In the case of ANGLO-ITALIAN BANK VS WELL (1878) 38 LT 197 AT 201, the Court held that:

 

"If the judge is satisfied not only that there is no defence but no fairly arguable point to be argued on behalf of the defendant, it is his duty to give judgment for the plaintiff."

 

I am satisfied from the facts and evidence contained in the Record of appeal that the Appellant has no defence to the claim of the Respondent and that the Court was right to have entered summary judgment in favour of the Respondent.

This appeal lacks merit and it is accordingly dismissed. The decision of the Lower Court is hereby affirmed. There is no order as to costs.

DALHATU ADAMU, J.C.A.:

 

I have the privilege and advantage of reading before now the lead judgment of my learned brother Aboki JCA in this appeal. I also find the appeal as lacking in merit and I hereby dismiss it. I affirm the decision of the lower court and award no order on costs.

ITA G. MBABA, J.C.A.:

 

I have had the privilege of reading, in draft, the lead judgment, just delivered by my learned brother, ABDU ABOKI JCA and I agree, completely, with his reasoning and conclusions.

While arguing, strongly, that the trial Court was wrong to have entered judgment for the Respondent in this case, placed on the undefended list, for the sole reason of lack of jurisdiction, because the Appellant (as defendant) was not served with the originating process of the Court, APPELLANT'S Counsel appeared to have lost sight of the fact that the very Court that entered judgment for the Respondent was the same Court that earlier ordered the service of the Appellant by substituted means, and so had had a dossier of the Appellant's acts of evasion of service, which was considered before the order for substituted service was made. Appellant also seemed to have discounted on the power and effect of order for substituted service, which is a prudent legal masterstroke, designed to catch an evasive party, like Appellant, who tries to run away from service. See BAKARE VS. LAGOS STATE CIVIL SERVICE COMMISSION & ANOR (1992) 8 NWLR (PT.262) 641

 

"By Order 7 Rule 5 (1) of the High Court (Civil Procedure) Rules of Kaduna State:
 

"Where personal service of an originating process is required ... and the judge is satisfied that prompt personal service cannot be effected, the judge may, upon application by the plaintiff make such order for substituted service as may seem just."

 

Of course, by the affidavit before the trial Court upon which the application for the substituted service was founded, it would have been impossible to serve the Appellant by direct personal service, since the address he gave as No.5B Gora Street, Malali Kaduna was discovered to be non-existing by the Registrar of the Court (See Exhibit C attached to the application for substituted service). The trial Court therefore had to order that Appellant be served through his Counsel, (Dr, Yusuf Dankofa) in a sister case pending before that Court.

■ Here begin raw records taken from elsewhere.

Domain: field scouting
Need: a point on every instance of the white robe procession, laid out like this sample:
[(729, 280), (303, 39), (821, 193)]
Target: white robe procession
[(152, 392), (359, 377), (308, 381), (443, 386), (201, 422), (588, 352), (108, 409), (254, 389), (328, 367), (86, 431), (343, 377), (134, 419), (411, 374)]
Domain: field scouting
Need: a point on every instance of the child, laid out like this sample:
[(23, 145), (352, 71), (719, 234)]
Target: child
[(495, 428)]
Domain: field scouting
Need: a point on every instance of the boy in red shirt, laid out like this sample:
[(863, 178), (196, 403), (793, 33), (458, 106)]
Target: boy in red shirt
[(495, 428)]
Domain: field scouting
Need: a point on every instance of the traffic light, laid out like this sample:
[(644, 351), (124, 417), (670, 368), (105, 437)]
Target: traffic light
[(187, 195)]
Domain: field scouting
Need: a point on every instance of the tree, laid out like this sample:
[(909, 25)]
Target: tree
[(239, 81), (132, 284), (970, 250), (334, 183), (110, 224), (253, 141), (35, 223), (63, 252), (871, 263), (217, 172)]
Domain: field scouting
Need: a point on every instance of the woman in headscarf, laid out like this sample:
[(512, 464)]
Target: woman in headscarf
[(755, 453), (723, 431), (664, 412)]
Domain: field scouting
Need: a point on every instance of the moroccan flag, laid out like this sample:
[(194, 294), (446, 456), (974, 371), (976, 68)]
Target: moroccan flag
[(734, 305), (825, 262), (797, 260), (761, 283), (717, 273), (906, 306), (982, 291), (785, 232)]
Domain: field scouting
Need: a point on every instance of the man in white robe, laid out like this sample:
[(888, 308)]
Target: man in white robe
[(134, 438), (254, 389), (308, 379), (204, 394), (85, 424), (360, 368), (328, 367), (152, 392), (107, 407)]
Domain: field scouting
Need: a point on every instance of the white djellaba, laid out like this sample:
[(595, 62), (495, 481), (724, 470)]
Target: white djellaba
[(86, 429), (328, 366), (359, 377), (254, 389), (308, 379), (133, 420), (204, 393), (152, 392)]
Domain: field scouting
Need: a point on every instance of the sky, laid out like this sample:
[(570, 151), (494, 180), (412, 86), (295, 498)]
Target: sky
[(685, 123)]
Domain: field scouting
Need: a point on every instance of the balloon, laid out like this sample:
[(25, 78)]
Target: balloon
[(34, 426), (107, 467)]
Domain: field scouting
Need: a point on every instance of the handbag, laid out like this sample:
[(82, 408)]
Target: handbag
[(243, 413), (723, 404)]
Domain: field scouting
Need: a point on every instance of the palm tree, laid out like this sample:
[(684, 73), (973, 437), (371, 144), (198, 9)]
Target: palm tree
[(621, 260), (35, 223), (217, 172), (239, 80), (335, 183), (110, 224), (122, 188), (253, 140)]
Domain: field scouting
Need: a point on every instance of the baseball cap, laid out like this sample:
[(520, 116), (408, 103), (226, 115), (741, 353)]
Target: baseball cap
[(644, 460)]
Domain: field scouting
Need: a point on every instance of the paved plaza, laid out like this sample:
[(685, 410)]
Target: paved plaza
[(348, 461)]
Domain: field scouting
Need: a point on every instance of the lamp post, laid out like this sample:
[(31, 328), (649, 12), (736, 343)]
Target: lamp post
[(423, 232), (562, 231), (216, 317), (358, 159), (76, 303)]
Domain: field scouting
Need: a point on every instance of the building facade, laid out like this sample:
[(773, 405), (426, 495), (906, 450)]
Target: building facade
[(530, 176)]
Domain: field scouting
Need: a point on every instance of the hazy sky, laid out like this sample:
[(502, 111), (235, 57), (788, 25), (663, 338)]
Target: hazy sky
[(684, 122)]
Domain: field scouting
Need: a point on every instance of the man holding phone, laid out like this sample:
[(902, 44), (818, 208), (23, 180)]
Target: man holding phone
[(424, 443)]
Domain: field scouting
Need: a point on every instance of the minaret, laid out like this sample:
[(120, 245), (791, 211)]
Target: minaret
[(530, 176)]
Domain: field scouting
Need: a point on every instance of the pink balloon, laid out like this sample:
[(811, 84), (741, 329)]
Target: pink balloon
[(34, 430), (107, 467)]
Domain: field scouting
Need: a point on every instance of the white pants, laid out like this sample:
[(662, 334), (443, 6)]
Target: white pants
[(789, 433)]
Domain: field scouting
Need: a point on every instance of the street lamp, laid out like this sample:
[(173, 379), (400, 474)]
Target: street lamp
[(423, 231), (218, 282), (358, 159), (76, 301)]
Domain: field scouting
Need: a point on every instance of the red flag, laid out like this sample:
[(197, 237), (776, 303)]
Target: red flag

Appellant never denied being served with the processes by that means of service. It was Dr. Yusuf Dankofa (Appellant's Counsel in the sister case) who tried to set aside the service, alleging that the process was unknown to law and equity. Of course, Dr. Yusuf Dankofa had no power to take out such application or make such prayer being not a party to the suit! His duty was to cause Appellant to be aware of the process of Court dropped at his office. The mode of service was properly located in law and equity, being a substituted service by the Court, to compel the Appellant to come out to face trial over the debt he owed. It was an effective way to track down a run-away debtor, and properly handled by the trial Court.

With this and the fuller reasons in the lead judgment I too dismiss the appeal and abide by the consequential orders in the lead judgment.